The vote follows the ousting of the previous president in October.
The ex-Soviet Central Asian nation sank into turmoil after a parliamentary election that was a landslide for pro-government parties.
Opposition supporters accused authorities of rigging the vote and forced president Sooronbai Jeenbekov to step down on October 15.
Sadyr Zhaparov, a 52-year-old politician who was freed from jail by protesters and then spearheaded Mr Jeenbekov’s removal from office, is widely expected to win the presidency.
The unrest marked the third time in 15 years that a leader of the 6.5-million nation on the border with China had been forced out by a popular uprising.
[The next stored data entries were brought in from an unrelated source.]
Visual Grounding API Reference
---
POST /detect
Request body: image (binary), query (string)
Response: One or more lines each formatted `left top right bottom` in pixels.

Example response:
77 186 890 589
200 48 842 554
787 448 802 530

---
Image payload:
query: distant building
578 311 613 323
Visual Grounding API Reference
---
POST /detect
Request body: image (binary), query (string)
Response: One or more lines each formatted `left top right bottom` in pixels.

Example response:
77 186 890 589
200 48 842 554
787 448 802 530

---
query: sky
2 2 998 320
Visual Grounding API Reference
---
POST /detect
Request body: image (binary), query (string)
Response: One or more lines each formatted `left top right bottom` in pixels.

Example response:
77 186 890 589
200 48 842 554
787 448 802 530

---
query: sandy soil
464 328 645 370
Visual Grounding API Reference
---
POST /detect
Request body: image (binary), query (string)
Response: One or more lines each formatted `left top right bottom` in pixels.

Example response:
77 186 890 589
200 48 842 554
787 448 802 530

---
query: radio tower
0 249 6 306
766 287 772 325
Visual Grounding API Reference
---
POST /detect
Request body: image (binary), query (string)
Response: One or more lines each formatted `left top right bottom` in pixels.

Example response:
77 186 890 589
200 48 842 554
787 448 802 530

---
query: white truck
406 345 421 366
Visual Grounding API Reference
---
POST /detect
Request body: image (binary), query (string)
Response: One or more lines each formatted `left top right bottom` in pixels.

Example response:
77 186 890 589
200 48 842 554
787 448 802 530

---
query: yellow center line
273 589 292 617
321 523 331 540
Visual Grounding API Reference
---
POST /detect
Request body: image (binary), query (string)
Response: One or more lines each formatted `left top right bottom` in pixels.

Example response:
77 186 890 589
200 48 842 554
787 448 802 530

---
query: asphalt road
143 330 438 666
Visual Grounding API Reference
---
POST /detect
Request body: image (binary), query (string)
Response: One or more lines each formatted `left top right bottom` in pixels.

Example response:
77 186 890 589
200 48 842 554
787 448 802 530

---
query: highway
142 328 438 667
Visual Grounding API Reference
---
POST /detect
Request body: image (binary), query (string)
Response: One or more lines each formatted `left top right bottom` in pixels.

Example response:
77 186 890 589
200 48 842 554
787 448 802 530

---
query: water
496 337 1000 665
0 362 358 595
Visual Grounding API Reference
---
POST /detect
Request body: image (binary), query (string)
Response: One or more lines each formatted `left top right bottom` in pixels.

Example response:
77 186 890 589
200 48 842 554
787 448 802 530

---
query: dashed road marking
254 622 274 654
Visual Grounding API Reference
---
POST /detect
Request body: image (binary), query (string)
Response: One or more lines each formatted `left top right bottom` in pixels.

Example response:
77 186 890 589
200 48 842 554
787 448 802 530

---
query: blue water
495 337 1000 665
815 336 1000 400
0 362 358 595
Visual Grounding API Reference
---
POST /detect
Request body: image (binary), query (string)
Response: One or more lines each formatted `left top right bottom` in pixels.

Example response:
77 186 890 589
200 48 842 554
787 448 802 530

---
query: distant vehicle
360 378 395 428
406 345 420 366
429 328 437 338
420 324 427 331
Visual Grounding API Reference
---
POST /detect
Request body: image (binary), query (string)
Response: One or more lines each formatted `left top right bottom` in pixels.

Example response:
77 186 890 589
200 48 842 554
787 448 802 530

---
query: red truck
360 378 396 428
As on the previous occasions when presidents were toppled, in 2005 and 2010, the latest turmoil was driven by clan rivalries that shape the country’s politics.
Mr Zhaparov, who had been in prison since 2017 after being convicted of kidnapping, became the country’s interim leader, but renounced that position to be able to run for president as required by law.
However, he has continued to call the shots, relying on his allies in parliament, and is broadly expected to win the race against 16 other contenders.
He is also pushing for constitutional referendum that will determine whether the country should strengthen the powers of the presidency.
Kyrgyzstan, which is a member of Russia-dominated economic and security alliances, hosts a Russian air base and depends on Moscow’s economic support. It formerly was the site of a US air base that served as a key transport hub for the war in Afghanistan.
Russia has voiced concerns about the turmoil in Kyrgyzstan but refrained from supporting any of the presidential candidates.